On August 27 the alliance held an open call to the industry, in which it emphasized the Power over Ethernet “is a name, not a standard.” Despite the fact that the IEEE’s 802.3af and 802.3at specifications are commonly referred to as Power over Ethernet or PoE, A) neither specification actually uses either of those terms, and B) the IEEE did not trademark either term. As a practical matter, that means there is no restriction on the use of either term in product packaging or marketing. In other words, products that do not comply with either the “af” or “at” specifications can (and in some cases, do) label themselves as PoE or Power over Ethernet.
In the open call, presenters David Tremblay, a system architect with HP Networking, and Jeff Lapak, a manager with the University of New Hampshire InterOperability Lab, explained that in the market today there exist products that do comply with 802.3af and/or at, proprietary devices that are variants of these IEEE specs, and proprietary devices that are not designed to IEEE specs and, they warned, could be unsafe to deploy.
A PoE Logo Program, they further explained, would indicate predictable Ethernet power and data delivery using 802.3 standards, as well as indicating confidence in interoperability, device reliability, and the safety of devices’ use in networked environments.
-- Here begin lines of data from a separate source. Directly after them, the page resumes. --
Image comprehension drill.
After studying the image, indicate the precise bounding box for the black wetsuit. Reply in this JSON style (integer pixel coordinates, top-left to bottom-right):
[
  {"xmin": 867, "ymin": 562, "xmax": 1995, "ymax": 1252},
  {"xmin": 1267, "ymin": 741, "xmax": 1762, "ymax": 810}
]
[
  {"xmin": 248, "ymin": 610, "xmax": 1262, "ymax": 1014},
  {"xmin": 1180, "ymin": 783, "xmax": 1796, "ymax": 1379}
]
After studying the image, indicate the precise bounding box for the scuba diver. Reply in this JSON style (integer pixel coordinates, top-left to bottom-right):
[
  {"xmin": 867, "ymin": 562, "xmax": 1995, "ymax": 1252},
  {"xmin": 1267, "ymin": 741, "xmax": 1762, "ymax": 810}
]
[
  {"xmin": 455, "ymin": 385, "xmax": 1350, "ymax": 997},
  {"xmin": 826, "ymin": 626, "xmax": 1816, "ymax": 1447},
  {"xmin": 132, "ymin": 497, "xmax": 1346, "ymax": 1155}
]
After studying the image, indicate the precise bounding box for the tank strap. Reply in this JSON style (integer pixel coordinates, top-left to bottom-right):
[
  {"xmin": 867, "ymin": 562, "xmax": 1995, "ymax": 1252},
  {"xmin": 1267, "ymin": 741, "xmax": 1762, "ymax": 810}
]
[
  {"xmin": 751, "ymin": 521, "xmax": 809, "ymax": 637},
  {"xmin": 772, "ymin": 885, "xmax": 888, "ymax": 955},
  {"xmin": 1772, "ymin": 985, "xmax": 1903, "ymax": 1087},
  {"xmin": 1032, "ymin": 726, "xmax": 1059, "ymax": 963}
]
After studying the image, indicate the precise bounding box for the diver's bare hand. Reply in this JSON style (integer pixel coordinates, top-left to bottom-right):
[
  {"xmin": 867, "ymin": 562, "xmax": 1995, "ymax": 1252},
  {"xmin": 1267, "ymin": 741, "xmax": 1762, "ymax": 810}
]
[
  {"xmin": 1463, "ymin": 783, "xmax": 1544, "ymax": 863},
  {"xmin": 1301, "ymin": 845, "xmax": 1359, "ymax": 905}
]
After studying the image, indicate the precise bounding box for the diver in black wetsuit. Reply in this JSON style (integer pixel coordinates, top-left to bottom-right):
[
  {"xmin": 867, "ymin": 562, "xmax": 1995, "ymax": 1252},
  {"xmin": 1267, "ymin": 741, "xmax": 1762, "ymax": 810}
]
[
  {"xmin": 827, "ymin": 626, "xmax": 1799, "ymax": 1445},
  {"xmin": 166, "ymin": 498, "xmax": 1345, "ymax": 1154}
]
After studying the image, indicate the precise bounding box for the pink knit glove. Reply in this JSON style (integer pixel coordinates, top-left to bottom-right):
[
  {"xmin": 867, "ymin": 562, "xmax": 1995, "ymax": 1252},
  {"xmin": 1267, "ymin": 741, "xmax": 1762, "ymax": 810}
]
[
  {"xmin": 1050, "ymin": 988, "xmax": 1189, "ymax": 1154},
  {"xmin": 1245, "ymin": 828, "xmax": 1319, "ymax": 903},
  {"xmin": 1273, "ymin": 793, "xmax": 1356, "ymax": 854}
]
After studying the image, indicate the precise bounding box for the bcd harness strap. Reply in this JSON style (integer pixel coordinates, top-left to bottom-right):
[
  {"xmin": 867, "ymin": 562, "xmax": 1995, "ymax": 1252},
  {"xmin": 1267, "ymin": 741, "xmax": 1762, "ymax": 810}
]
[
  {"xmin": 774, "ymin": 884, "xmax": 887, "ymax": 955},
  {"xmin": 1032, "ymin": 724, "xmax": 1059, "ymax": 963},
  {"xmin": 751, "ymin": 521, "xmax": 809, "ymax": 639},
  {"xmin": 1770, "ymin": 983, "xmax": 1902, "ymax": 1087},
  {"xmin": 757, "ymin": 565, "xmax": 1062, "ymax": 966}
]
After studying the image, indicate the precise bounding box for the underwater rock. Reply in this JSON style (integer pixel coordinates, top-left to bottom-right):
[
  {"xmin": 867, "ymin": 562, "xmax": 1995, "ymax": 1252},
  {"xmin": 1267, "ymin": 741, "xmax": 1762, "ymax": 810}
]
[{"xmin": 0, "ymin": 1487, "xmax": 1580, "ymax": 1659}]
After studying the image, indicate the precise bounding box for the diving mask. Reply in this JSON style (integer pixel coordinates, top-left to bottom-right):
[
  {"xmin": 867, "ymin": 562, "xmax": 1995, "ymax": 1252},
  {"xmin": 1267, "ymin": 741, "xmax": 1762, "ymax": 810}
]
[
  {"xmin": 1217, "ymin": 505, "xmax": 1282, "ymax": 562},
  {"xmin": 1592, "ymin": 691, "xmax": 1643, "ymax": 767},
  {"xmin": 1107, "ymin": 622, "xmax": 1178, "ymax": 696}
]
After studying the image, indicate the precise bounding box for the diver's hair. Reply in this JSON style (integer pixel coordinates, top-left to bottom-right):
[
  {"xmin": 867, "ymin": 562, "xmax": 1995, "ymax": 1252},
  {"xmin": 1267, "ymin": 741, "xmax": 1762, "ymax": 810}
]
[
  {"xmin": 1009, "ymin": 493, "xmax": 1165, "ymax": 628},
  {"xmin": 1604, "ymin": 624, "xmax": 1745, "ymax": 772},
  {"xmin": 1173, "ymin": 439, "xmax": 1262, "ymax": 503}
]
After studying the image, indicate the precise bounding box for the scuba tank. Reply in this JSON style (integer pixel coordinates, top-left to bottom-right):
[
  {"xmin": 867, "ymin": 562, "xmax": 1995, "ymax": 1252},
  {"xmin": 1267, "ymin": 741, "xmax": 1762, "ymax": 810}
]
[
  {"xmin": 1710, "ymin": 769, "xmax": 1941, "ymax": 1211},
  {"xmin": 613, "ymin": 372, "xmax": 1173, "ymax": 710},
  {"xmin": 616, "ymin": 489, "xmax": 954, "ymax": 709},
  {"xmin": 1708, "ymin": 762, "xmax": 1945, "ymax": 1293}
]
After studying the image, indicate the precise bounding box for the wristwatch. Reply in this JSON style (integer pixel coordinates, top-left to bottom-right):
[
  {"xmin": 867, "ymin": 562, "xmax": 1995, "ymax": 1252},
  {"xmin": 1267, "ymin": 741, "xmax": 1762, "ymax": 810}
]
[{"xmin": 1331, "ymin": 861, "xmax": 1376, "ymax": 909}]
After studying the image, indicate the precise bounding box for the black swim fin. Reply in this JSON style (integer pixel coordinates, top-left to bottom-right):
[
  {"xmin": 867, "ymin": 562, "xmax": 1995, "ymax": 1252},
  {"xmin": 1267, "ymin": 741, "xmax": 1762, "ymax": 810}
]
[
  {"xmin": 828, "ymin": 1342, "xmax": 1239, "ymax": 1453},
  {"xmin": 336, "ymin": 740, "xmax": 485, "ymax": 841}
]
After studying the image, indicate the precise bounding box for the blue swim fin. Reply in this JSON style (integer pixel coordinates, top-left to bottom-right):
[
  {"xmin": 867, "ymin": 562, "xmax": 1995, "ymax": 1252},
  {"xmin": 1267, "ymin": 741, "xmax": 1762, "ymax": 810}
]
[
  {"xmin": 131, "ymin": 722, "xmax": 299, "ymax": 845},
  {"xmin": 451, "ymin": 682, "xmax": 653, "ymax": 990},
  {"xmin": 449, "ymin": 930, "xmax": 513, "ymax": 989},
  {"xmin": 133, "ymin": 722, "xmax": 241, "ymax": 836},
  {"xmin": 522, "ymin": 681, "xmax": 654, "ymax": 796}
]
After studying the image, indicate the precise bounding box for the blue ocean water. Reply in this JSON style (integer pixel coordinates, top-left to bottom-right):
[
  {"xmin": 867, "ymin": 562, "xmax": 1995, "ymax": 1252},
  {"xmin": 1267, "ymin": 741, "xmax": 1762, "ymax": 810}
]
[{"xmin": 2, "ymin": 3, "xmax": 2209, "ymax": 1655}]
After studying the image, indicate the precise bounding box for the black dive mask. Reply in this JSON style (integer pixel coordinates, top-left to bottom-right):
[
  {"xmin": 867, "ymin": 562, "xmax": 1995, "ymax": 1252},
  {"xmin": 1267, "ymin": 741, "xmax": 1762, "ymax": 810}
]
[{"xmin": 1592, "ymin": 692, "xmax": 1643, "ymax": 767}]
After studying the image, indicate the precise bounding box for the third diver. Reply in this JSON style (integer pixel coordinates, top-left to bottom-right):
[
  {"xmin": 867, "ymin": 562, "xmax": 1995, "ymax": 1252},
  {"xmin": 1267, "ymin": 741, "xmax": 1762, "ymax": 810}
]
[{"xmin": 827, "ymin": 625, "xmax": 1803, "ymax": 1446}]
As part of the open call, the alliance explained it is evaluating industry interest and need before proceeding with the launch of such a logo program. Part of that interest-and-need evaluation is the survey, which is just two questions in length. The first question asks the simple yes/no question: “Should the Ethernet Alliance establish a logo certification program for Power over Ethernet products?” That question also includes an opportunity for respondents to provide comments in addition to the yes/no response. The second, optional question, asks for personal information of the survey respondent. By providing such information, the respondent agrees to receive communication, via email, from the Ethernet Alliance based on the information collected.